One of the things I have felt strongly about is that in the days we live in, there will be an intensified war over the subject of the goodness of God. Those outside the church will question his goodness outright, while many within the body of Christ will question God’s goodness in subtle ways.
Many Christians have hit deep disappoints, so messages that help point us back to the divine goodness of our Father is incredibly important. This book has many nuggets that cause me to underline them and ponder them over and over. Bill has great perspectives that make you think and rethink.
I wish at times that Bill Johnson would dig into some of the more difficult Scriptures that people get confused with, like the book of Job, but it’s clear that dissecting those subjects in a deep manner is not what forms his unique identity and calling. In addition, his simplicity on how he sees things can be very refreshing. I am learning more and more that knowledge can just puff us up if its not connected to heart experience. In addition, our desire for depth in theology can remove a child like faith that embraces mystery but pursues more relentlessly.
I appreciate Bill’s focus to trust no matter what and keep his eyes fixed on God’s goodness. It is an example for all of us.
This book will challenge those who do not think healing is for today or those who have given up on growing in healing. It is certainly a challenge to live a life that believes in the miraculous. But it must have a premise that lives in the eternal goodness of our Father.
Here are some thoughts that I highlighted and am pondering:
- Saying God allowed a terrible thing to happen is pretty much the same as saying He caused it.
- “It’s not the belief in His goodness that threatens us. It’s our definition of this goodness that has brought much debate and sometimes conflict and turmoil into the family of God.” (p. 32)
- “Creating doctrines of no miracles today not only contradicts His Word, it is a sneaky way to avoid responsibility.” (p. 32)
- His brief teaching on Ephesians 3:20-21 is insightful on the power of our prayers and the impact of our imagination in relating to God.
- “We will know our mind is renewed when the impossible looks logical.” (p. 38)
- I was challenged when he addressed how the church pushes most great promises in Scripture to the millennium, removing us from experiencing great manifestations of the kingdom right now.
- “God’s people are to be known for their hope.” (p. 98)
- “The one with the most hope will always have the most influence.” (p. 99)
- Speaking to today’s culture, he says, “unsanctified mercy has taken the place of true mercy.” (p. 107)
- The church experiencing many parallels that Israel faced in the dessert was very spot on.
One of the best quotes I pull from this book is one that resonates with my heart to see God restore our relationship capacity in the church:
“It’s a Father’s kingdom. In other words, all conversation about kingdom is about family. And once we’ve left the subject of family, we’ve left the subject of kingdom.” (p. 164)
- “It’s a theological crime to change the intent and message of the Scriptures in order to make me feel comfortable with my ministry experience.” (p. 170)
- “What we don’t know is sometimes as important as what we do know.” (p. 187)
Bill Johnson mentions his father getting cancer and passing away, a story that brings me to tears every time I read or hear it.
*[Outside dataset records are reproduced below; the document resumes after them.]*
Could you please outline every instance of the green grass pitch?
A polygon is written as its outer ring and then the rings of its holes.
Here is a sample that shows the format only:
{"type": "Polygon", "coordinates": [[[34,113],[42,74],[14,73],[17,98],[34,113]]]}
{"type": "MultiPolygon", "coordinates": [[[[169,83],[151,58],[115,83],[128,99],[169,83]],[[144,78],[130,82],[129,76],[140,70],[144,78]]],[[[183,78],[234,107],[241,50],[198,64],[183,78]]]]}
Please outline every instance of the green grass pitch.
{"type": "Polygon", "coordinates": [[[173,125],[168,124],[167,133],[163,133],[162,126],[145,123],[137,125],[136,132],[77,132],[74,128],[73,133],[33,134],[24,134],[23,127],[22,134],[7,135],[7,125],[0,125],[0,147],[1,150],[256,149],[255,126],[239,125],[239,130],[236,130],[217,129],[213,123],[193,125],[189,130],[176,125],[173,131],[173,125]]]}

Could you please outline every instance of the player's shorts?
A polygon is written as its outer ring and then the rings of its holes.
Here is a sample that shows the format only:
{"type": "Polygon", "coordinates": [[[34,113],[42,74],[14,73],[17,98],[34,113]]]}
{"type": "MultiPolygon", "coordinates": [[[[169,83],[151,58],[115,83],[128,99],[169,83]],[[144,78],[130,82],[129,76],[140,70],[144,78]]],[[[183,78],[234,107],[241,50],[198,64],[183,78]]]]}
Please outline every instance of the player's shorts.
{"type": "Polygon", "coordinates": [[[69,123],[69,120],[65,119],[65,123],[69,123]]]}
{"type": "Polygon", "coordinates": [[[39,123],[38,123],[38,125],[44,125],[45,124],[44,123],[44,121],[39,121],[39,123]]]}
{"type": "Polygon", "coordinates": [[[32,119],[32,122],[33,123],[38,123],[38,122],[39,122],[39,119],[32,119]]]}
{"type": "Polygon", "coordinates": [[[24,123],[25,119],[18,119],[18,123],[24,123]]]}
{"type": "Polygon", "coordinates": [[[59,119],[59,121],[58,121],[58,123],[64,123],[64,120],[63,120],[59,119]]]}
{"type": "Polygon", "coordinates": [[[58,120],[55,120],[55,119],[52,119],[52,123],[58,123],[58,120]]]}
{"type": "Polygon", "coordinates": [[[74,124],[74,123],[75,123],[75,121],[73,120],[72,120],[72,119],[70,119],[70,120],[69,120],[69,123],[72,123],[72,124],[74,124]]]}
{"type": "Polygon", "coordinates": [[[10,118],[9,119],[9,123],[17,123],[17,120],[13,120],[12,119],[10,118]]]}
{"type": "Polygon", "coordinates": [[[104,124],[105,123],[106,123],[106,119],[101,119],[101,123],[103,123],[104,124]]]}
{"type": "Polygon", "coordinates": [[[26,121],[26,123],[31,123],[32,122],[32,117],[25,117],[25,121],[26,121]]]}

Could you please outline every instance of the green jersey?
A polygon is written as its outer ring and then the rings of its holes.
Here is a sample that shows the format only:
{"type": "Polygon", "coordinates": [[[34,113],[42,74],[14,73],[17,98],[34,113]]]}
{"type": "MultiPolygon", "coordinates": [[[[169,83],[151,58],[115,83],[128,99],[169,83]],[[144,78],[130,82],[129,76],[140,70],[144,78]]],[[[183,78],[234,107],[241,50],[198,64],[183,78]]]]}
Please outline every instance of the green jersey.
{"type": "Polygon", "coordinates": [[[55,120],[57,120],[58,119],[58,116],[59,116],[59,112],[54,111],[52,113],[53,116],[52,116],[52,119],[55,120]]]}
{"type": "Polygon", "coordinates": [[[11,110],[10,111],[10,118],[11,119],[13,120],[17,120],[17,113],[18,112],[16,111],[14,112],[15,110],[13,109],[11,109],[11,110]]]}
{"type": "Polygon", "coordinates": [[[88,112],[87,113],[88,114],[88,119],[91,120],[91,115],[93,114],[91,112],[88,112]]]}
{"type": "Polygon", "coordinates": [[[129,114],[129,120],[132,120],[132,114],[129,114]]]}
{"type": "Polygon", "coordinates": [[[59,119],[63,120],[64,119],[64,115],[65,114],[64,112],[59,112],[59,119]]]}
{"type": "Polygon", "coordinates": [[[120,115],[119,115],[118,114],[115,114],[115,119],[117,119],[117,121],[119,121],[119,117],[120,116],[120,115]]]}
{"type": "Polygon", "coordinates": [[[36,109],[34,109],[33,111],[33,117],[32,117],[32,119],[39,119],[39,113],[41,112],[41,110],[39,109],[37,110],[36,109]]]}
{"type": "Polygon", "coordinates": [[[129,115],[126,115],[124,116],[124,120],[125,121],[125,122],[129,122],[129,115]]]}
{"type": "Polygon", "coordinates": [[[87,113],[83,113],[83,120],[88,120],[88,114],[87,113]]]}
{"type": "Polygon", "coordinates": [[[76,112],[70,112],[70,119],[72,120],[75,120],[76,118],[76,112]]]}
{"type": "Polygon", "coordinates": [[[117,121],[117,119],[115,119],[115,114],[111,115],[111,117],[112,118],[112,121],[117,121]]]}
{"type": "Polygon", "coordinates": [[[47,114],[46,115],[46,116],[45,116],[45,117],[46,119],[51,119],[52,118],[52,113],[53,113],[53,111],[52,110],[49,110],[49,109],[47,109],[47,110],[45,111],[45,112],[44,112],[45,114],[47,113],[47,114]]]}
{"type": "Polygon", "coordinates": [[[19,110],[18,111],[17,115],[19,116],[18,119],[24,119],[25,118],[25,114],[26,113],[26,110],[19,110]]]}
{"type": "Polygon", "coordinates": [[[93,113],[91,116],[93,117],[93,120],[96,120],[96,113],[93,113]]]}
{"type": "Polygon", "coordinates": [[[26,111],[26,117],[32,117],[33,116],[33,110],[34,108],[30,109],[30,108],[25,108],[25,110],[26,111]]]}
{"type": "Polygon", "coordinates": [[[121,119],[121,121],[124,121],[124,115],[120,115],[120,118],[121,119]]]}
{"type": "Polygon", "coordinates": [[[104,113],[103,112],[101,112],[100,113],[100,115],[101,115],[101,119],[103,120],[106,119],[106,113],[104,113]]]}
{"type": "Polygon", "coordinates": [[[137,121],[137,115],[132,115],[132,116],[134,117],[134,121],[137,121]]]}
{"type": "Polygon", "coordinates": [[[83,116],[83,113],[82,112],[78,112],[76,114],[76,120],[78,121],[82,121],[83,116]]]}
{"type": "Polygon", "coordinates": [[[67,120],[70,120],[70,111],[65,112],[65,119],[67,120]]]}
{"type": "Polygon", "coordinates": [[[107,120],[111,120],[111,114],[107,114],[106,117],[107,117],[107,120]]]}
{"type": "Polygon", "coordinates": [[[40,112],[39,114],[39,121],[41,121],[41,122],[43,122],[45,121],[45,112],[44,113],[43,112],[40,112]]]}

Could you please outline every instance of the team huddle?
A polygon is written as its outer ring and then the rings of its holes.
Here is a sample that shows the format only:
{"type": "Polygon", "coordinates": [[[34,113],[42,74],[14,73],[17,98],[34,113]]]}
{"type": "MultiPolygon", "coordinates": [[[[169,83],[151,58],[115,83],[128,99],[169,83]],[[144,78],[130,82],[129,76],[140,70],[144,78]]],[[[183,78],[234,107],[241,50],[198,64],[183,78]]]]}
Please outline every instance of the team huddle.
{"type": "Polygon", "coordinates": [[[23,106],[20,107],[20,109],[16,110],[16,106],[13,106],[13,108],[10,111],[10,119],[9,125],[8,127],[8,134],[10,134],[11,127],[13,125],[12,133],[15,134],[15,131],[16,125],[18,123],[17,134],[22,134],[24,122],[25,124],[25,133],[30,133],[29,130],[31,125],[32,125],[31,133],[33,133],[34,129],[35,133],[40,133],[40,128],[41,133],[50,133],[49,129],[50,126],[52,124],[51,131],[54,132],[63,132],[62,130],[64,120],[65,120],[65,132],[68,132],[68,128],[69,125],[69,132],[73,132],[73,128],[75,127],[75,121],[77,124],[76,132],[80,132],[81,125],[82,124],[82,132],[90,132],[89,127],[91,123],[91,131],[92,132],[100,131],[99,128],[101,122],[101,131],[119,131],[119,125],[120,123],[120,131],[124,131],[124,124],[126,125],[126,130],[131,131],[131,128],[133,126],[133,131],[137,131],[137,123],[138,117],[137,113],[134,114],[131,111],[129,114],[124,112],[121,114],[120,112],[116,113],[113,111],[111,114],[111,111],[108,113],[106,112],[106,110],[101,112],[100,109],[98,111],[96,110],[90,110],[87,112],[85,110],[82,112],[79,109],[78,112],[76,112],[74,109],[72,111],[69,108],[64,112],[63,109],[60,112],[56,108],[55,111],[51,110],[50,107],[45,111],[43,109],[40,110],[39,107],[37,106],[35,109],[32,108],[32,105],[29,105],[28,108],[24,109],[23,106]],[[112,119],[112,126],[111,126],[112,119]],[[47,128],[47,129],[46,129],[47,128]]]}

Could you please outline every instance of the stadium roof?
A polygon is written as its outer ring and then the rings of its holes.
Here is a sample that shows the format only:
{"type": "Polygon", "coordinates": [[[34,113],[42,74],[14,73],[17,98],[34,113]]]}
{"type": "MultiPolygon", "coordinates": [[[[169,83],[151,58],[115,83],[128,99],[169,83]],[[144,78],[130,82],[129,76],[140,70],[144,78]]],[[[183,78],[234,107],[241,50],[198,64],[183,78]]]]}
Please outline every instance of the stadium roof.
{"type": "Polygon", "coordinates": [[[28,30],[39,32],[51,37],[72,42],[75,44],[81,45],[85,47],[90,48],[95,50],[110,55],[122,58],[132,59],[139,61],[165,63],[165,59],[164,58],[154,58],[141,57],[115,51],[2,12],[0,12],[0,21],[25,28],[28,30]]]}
How Bill and the rest of his family responded to that sickness and loss is an incredible testimony of engaging God’s goodness in the midst of it being challenged in what you see.
I’ve been challenged to my core regarding the goodness of God, in many situations and trials that have come in my life. Some challenges have gripped me so deep I wasn’t sure I could make it. But leaning deeply into the simplicity that God is good and the devil is bad, has anchored me to a deeper trust. I don’t blame Him or claim Him in regard to the storms in my life, but I look to use everything that happens in my life for God’s glory. I appreciate that Bill is living a life that dwells in God’s goodness, takes responsibility to spread that goodness, while undoing the works of the devil all around the world.